Universal electronic manifolds for extrapolative alloy discovery

Abstract

This study presents a computationally efficient framework for accelerated alloy discovery that uses the non-interacting electron density to capture intrinsic structure-property relationships in refractory high-entropy alloys (HEAs). Unlike state-of-the-art approaches relying on expensive, self-consistent density functional theory calculations, our method employs the non-interacting electron density as the primary structural descriptor. By extracting physical features through directionally resolved two-point spatial correlations and compressing them via Principal Component Analysis, we efficiently map the design space. Coupling these descriptors with Bayesian active learning, we achieve a normalized mean absolute error (NMAE) of <2% for the bulk modulus of Al-Nb-Ti-Zr alloys using only 10 training samples. Furthermore, we demonstrate that the model learns an electronic packing manifold that is transferable across distinct chemical species within refractory HEAs. Validated on a distinct 7-component refractory system (Mo-Nb-Ta-Ti-V-W-Zr) containing four elements entirely absent from the training data, the framework enables rigorous zero-shot extrapolation. Moreover, by augmenting the base model with just 20 samples from the target domain, we achieve high-fidelity predictions (NMAE < 3%) for 7-component alloys, reducing data acquisition costs by orders of magnitude compared to standard workflows. These results establish the non-interacting electron density as a rigorous, extrapolative descriptor for vast compositional landscapes.

Figures (13)

• Figure 1: Principal component visualization of the AlNbTiZr composition space ($\mathcal{D}_4$).

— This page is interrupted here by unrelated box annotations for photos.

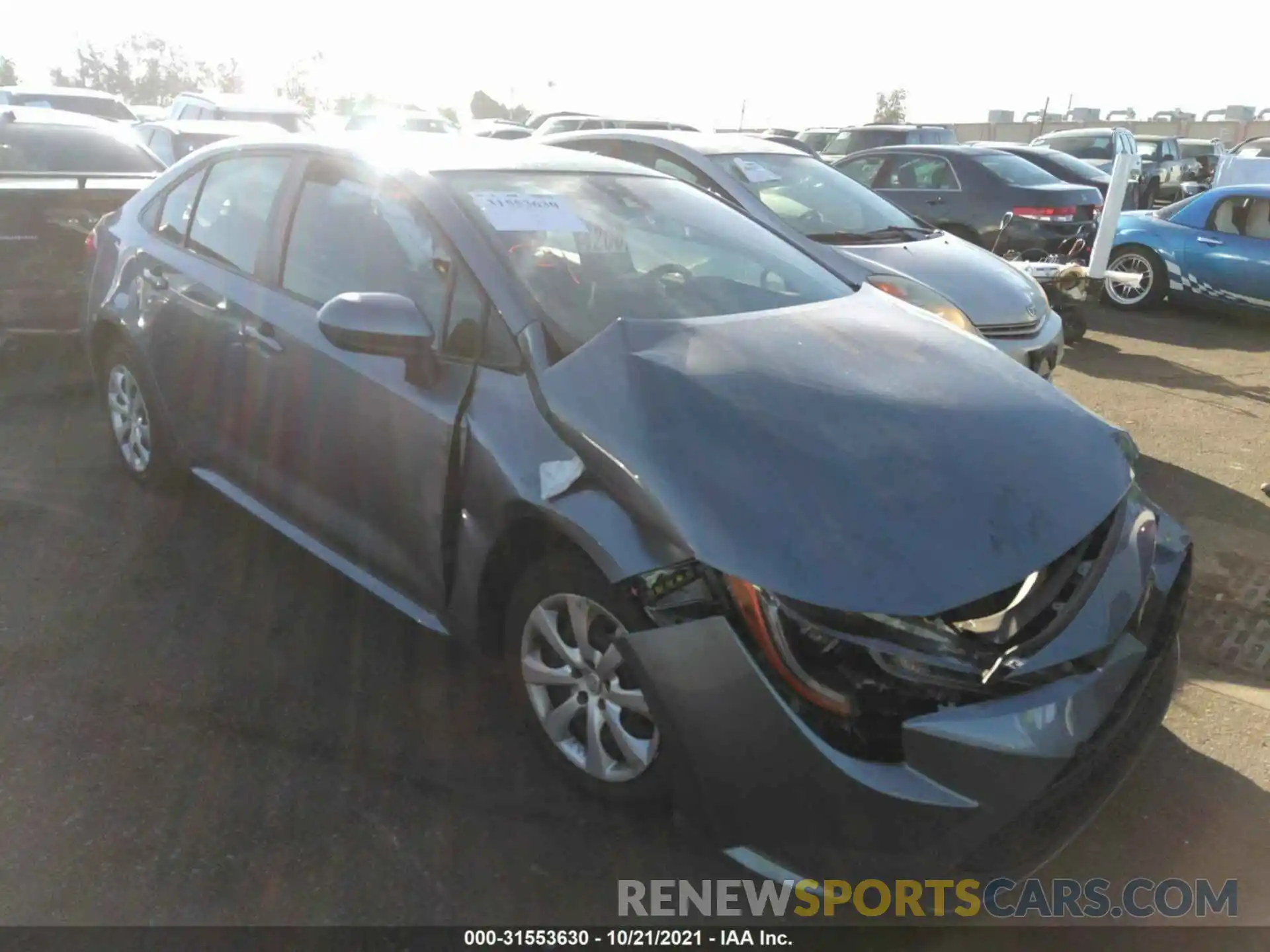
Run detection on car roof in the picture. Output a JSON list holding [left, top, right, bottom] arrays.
[[0, 103, 119, 131], [0, 87, 123, 103], [194, 131, 669, 178], [1037, 126, 1117, 138], [137, 119, 291, 137], [842, 142, 1001, 159], [538, 130, 806, 156], [181, 93, 305, 116]]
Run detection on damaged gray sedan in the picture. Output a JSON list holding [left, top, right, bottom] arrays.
[[83, 137, 1191, 879]]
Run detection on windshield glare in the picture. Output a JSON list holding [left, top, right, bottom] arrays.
[[443, 171, 851, 350], [715, 152, 922, 235], [1037, 136, 1115, 160]]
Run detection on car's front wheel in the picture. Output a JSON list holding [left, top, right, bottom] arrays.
[[504, 552, 668, 803], [1103, 246, 1168, 311], [102, 341, 181, 485]]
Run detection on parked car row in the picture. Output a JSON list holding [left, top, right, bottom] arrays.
[[0, 78, 1191, 893], [81, 131, 1191, 880]]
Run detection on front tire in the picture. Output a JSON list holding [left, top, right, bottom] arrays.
[[1103, 245, 1168, 311], [99, 341, 183, 487], [503, 552, 669, 806]]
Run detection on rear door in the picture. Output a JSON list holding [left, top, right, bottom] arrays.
[[236, 157, 492, 607], [137, 152, 291, 484]]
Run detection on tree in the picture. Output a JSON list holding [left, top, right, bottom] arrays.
[[874, 89, 908, 122], [48, 33, 243, 105], [470, 89, 532, 122], [278, 54, 323, 114]]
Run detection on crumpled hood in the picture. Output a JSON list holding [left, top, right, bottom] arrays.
[[538, 288, 1130, 615], [838, 235, 1049, 327]]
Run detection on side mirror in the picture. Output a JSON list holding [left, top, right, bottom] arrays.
[[318, 292, 437, 386]]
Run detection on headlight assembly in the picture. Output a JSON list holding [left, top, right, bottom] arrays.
[[868, 274, 983, 338]]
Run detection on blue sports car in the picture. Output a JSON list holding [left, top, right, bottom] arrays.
[[1105, 185, 1270, 311]]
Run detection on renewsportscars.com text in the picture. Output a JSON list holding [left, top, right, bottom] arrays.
[[617, 877, 1238, 919]]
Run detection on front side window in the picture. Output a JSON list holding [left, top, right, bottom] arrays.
[[974, 152, 1059, 185], [716, 152, 921, 235], [0, 123, 163, 175], [833, 155, 886, 188], [282, 163, 454, 322], [188, 156, 290, 274], [441, 171, 851, 350], [874, 155, 954, 192], [157, 169, 204, 245]]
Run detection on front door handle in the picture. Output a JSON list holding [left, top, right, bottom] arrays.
[[243, 324, 282, 354]]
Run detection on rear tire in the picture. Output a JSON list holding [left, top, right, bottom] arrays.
[[1103, 245, 1168, 311], [98, 340, 185, 489], [503, 551, 669, 807]]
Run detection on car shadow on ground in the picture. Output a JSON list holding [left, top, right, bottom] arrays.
[[1063, 331, 1270, 415], [1077, 302, 1270, 353]]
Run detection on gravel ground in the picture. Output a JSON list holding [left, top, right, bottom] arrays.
[[0, 307, 1270, 926]]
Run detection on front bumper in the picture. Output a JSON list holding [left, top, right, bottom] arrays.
[[979, 309, 1064, 379], [620, 491, 1190, 881]]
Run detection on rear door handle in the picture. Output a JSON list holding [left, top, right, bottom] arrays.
[[243, 323, 282, 354]]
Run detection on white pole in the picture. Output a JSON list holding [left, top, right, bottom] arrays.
[[1089, 152, 1132, 280]]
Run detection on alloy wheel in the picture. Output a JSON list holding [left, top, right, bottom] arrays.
[[105, 364, 151, 472], [1105, 251, 1156, 306], [521, 594, 659, 783]]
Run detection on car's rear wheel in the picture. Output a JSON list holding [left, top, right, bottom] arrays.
[[504, 552, 668, 803], [102, 341, 181, 485], [1103, 245, 1168, 311]]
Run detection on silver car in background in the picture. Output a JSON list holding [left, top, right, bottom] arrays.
[[544, 130, 1063, 378]]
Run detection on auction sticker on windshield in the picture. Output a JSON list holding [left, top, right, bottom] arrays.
[[468, 192, 587, 231], [733, 159, 781, 185]]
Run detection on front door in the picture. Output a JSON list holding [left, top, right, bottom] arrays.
[[1183, 196, 1270, 309], [238, 153, 484, 610]]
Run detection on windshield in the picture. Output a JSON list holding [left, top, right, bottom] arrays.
[[442, 171, 851, 350], [1173, 142, 1216, 159], [9, 93, 137, 122], [715, 152, 925, 237], [216, 109, 308, 132], [1037, 136, 1115, 161], [972, 152, 1059, 185], [0, 124, 163, 174], [794, 131, 838, 152], [824, 130, 908, 155]]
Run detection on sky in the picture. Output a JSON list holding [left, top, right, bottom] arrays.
[[0, 0, 1270, 128]]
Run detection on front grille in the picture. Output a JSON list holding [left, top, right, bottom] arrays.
[[960, 556, 1190, 876], [979, 316, 1042, 340]]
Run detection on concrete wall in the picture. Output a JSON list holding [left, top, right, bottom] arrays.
[[952, 119, 1270, 146]]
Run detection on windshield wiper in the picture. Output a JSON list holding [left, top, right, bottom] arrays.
[[808, 225, 935, 245]]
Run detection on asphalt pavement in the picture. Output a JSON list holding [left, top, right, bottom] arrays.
[[0, 313, 1270, 926]]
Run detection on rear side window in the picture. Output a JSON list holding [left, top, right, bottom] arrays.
[[974, 152, 1059, 186], [188, 156, 290, 274], [9, 93, 137, 122], [156, 170, 203, 245], [0, 123, 163, 174]]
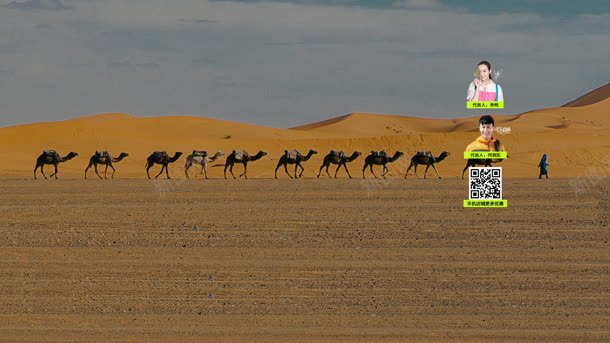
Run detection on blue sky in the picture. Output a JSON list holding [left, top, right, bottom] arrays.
[[0, 0, 610, 127]]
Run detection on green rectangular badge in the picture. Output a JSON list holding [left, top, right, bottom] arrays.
[[464, 151, 508, 160], [464, 199, 508, 207], [466, 101, 504, 110]]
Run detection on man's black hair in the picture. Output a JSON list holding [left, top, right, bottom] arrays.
[[479, 114, 496, 126]]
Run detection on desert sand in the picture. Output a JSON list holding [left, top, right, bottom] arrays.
[[0, 178, 610, 342], [0, 85, 610, 179]]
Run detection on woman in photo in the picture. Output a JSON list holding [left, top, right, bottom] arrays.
[[466, 61, 504, 101]]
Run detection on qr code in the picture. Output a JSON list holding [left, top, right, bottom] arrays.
[[468, 167, 502, 200]]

The 2D projections of the first three PC scores reveal a trapezoidal arrangement where elemental compositions reside at the vertices and the alloys populate the interior, indicating that the pseudo electron density descriptors preserve the chemical and structural hierarchy of the composition space. The 3D projections are located in Supp. Figure \ref{['fig:manifold_topology']}
• Figure 2: Convergence of bulk modulus prediction error (for $\mathcal{D}_4$) with training set size: NMAE versus number of training samples for active and random selection strategies. The active learning strategy using pseudo-density features converges to <2% error within 10 samples, demonstrating that the non-relaxed field contains sufficient information to guide the acquisition function effectively.
• Figure 3: The end to end Bayesian Experiment Design workflow used to train $\mathcal{D}_4$
• Figure 4: Parity plots of predicted versus DFT-computed properties for the remaining samples in $\mathcal{D}_4$. (a) Bulk modulus predictions using a model trained on actively selected samples. (b) Alloy formation energy predictions using a distinct GPR model trained on the same 3-PC pseudo-density descriptor inputs.
• Figure 5: (a) Extrapolative parity plot assessing the transferability of the pseudo-density descriptor. The model was trained exclusively on the 4-component Al-Nb-Ti-Zr system ($\mathcal{D}_4$) and tasked with predicting the bulk moduli of the 7-component system ($\mathcal{D}_7$) containing Mo, Ta, V, and W, (b) The histogram (inset/side) illustrates the uncertainty distribution (predicted standard deviation, $\sigma$) for the test set, indicating that the model remains well-calibrated even in the extrapolation regime.